I knew who he was, of course, but I had never watched The Cosby Show and had no real idea how big a celebrity he was. He’d been an extremely successful stand-up comedian, and in 1965, he was the first African American to land a starring role in a weekly TV show, the drama I Spy. It was a potent symbol of a changing America; in the previous year, the Civil Rights Act had been signed into law. The Selma March, in which Black protestors were brutalized by police, happened the same year as I Spy hit the airwaves.
Cosby’s star power continued to build with a number of his own TV shows—including the popular children’s animated series Fat Albert and the Cosby Kids—before The Cosby Show debuted in 1984. The family-friendly sitcom, in which Cosby played an obstetrician and father of five, was a huge success during its eight-year run, earning him the nickname America’s Dad. Cosby was also a big hit with marketers—his wholesome image and goofy charm made him the perfect spokesman for Jell-O and Coca-Cola, among other brands.
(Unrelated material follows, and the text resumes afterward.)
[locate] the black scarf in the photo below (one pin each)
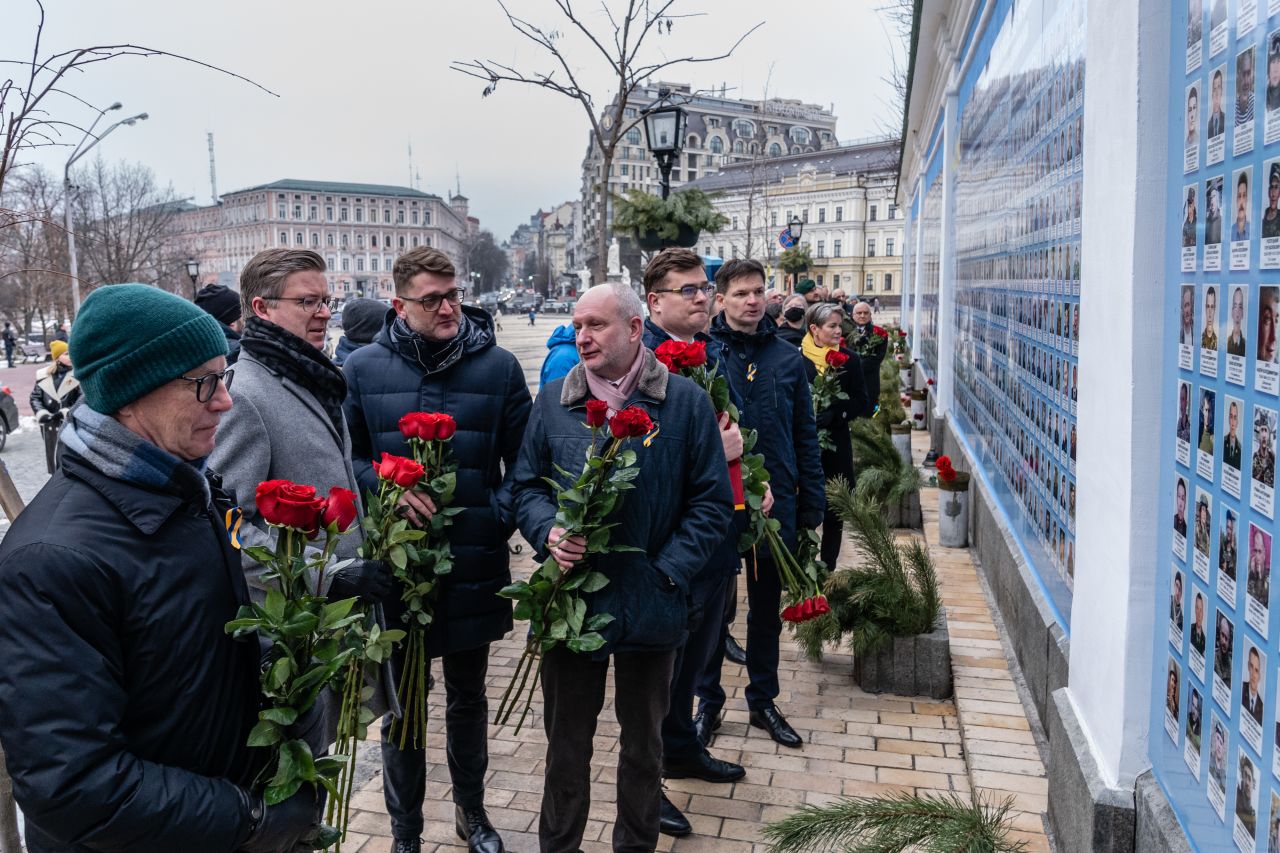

By the mid-eighties, in fact, he’d become the highest-paid entertainer in the world, according to Forbes magazine.
Even as he was conquering the world of stage and screen, Cosby earned a doctorate in education, and he often gave public lectures about the importance of parenting, family, education, personal responsibility, ambition, and self-actualization.
I suppose it’s a testament to how little television I consumed as a child that Bill Cosby and most of his achievements had largely escaped my notice. And so I credited the attention he garnered at Temple—his calls had to be returned immediately, his interest in our new locker room was promptly met with an offer to tour the facility—to the fact that he was a major financial supporter of the university.